Через наши головы на воду летели желтые листья и, мерно покачиваясь, гонимые почти неощутимым ветром, уплывали под мост. На широких листьях кувшинок сидели пучеглазые зеленые лягушки — мне до зуда в ладонях хотелось набрать камней и распугать их. Но я не двигался, не шевелился и все смотрел сквозь уже подсохшее кружево папоротника, сквозь узорчатую листву малины на мельничный мост.

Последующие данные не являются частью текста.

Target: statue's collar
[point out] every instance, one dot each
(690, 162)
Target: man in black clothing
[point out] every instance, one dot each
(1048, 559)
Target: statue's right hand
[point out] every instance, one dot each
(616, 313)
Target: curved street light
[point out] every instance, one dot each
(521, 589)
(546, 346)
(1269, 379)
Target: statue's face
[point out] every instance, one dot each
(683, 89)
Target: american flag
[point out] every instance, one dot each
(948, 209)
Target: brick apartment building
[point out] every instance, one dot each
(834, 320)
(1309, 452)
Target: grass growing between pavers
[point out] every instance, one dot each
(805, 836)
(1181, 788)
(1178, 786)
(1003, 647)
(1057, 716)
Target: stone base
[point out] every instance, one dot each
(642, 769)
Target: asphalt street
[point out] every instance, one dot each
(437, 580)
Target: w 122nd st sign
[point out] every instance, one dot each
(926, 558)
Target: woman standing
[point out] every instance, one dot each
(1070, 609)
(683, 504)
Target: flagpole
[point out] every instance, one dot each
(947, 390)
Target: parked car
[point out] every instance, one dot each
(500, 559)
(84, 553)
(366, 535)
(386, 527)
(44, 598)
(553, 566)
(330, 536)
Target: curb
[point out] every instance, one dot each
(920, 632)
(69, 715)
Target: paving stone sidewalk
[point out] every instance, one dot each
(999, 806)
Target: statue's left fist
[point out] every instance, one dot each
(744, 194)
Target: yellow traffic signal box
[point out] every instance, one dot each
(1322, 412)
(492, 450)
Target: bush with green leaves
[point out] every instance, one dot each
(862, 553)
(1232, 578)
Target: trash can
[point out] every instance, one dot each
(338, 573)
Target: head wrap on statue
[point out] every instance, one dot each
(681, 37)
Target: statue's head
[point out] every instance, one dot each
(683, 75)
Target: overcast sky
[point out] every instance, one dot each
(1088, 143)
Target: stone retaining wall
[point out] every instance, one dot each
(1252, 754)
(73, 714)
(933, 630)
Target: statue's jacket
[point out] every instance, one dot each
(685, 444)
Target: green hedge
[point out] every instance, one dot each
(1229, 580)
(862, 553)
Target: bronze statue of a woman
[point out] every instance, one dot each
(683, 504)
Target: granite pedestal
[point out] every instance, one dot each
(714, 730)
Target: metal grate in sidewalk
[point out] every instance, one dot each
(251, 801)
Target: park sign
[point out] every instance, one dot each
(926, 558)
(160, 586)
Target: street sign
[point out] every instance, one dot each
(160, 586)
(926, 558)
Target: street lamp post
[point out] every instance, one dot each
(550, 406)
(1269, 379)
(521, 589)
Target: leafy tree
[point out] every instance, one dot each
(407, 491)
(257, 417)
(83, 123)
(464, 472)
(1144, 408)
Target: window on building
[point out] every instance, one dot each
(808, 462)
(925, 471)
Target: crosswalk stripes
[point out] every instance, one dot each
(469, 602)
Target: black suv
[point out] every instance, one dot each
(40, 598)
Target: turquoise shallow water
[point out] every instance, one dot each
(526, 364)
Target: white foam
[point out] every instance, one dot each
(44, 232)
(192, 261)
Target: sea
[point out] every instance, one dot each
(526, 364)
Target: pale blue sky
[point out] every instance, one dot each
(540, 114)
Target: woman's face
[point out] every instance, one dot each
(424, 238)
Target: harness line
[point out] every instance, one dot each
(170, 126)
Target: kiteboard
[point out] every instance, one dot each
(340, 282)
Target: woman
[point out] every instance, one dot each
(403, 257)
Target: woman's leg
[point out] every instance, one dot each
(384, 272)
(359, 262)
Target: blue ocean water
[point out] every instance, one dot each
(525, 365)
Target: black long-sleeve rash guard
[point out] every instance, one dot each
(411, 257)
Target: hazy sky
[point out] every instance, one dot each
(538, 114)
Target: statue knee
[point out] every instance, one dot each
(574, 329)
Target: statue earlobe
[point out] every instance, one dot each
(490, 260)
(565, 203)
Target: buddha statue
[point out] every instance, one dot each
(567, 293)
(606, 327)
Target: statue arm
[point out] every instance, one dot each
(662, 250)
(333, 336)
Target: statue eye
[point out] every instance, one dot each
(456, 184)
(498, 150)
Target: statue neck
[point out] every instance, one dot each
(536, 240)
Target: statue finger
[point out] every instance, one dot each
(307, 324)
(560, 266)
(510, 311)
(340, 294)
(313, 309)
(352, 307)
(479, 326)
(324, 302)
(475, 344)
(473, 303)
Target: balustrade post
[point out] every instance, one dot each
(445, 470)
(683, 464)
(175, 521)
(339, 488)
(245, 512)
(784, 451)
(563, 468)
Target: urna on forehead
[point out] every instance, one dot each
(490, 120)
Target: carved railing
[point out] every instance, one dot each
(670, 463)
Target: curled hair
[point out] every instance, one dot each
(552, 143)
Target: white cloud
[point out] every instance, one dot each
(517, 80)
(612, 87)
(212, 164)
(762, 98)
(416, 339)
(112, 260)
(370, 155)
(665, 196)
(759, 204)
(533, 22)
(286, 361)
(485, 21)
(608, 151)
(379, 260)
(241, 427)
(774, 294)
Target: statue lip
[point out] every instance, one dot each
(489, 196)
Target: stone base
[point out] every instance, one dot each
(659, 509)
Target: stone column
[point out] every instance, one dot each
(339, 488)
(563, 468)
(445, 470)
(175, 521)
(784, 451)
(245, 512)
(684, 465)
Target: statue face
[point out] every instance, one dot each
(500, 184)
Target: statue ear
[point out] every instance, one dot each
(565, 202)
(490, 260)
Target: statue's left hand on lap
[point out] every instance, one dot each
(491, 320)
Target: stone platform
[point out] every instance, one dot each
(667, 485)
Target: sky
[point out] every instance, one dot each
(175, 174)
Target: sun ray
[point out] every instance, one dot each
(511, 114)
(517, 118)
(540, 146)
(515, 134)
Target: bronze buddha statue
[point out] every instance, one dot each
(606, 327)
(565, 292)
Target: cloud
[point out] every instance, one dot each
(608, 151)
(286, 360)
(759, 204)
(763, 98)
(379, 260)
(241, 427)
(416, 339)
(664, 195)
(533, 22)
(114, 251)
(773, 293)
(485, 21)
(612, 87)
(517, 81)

В течение дня с мельничного двора ушло два груженых состава.
На последней вагонетке сидел усатый казак в папахе и, положив карабин на колени, негромко и тоскливо пел:
Никто, кроме часовых, на мосту не появлялся. Белогвардейцы запретили хождение по нему, и теперь для того, чтобы с вокзала попасть в город, надо было огибать Калетинский парк.
— Девятнадцать… двадцать… двадцать одна! — шепотом считал Юрка вагонетки. — Столько хлеба! И как это мы раньше не догадались!
Я молчал: отвечать было нечего. Молчал и думал об Оле, которая вместе с Ленькой пошла доставать бензин. Думал, что белые могут сцапать ее где-нибудь на улице, на базаре и, если сцапают, будут мучить и бить.
— А ты как считаешь, Данька, — Юрка повернулся ко мне, — когда совсем вырастем — будут еще войны?
— Наверно, будут… Помнишь, Надежда Максимовна говорила…
Юрка тяжело вздохнул:
— А жалко ее, правда? Вот бы она нас увидела! Похвалила бы, как думаешь?
— Сам же говоришь: раньше надо было…
— Это — да! — Юрка помолчал немного, но что-то странное происходило с ним: не мог долго молчать. Спросил: — А тебе не страшно?
— А чего же страшного? Вот принесут бензин — он знаешь у нас как полыхнет! А мы с моста в пруд…
И опять лежали, глядя на понурую фигуру часового, мерно шагавшего по шпалам моста. Он все время смотрел под ноги: видимо, боялся оступиться.
— Данька! — Юрка рывком повернулся ко мне. — А ножик есть?
— На что?
— Так ведь шланги порезать надо! Иначе любой огонь зальют — никакой бензин не поможет.
— Верно!
Нож у меня был, надо было достать второй, чтобы перерезать оба пожарных шланга одновременно. С тысяча девятьсот шестого года, когда мост отстроили после пожара, шланги хранились на концах моста в красных деревянных ящиках. Ящики не запирались — это мы знали.
— У Леньки есть нож?
— Наверно.
— Вот его и пошлем на ту сторону.
— А как же он с одной-то рукой?
— А больше кому же?..
Через час зеленый паровозик протащил с вокзала на мельницу пустые платформы. Усатый казак, сбив на затылок папаху, облокотился грудью на заднюю стенку вагонетки и хмуро смотрел на чужой ему город.
На этот раз мы заметили и второго белогвардейца, в офицерской форме. С папироской в зубах, он стоял в будке паровоза рядом с машинистом.
— Видишь, Юрок?
— Вижу.
Солнце перешло на западную половину неба и светило теперь прямо в глаза, мешая смотреть.
Стало жарко, хотелось пить и спать. Сказывалась ночь без сна; я задремал. Приснилась странная, вся пронизанная солнечным светом ерунда. Будто рыбачим мы на Чармыше и Оля подолом юбки ловит под корягой пшеничные лепешки. А потом приснилось, что мы с ней опять пробираемся по мертвым, безлюдным улицам, а на стенах пляшут отсветы пожара.
Проснулся я со ртом, полным слюны, с головной болью. Юрка лежал, положив подбородок на скрещенные на земле руки. Увидев, что я проснулся, он повернулся на спину, долго смотрел в небо. Вздохнул, сказал:
— Вот вырастем, Данька… и везде будет советская власть… никаких буржуев не будет, а все рабочие будут богатые… Правда?
— Ясно, — сонно ответил я.
— И хворать, как твоя Сашка, никто не будет… И обижать друг друга не будут… И нищих не будет… И в магазинах будет все, что хочешь, — приходи и бери… Тогда, наверное, куда захочешь, туда и поехал без всякого билета. А? Ты бы куда?
— Я бы — в Индию. А потом еще на эти… на острова… на Гавайские…
Сзади послышался негромкий условный свист — вернулись Оля с Ленькой. Стараясь не задевать кусты, мы отползли в глубь парка.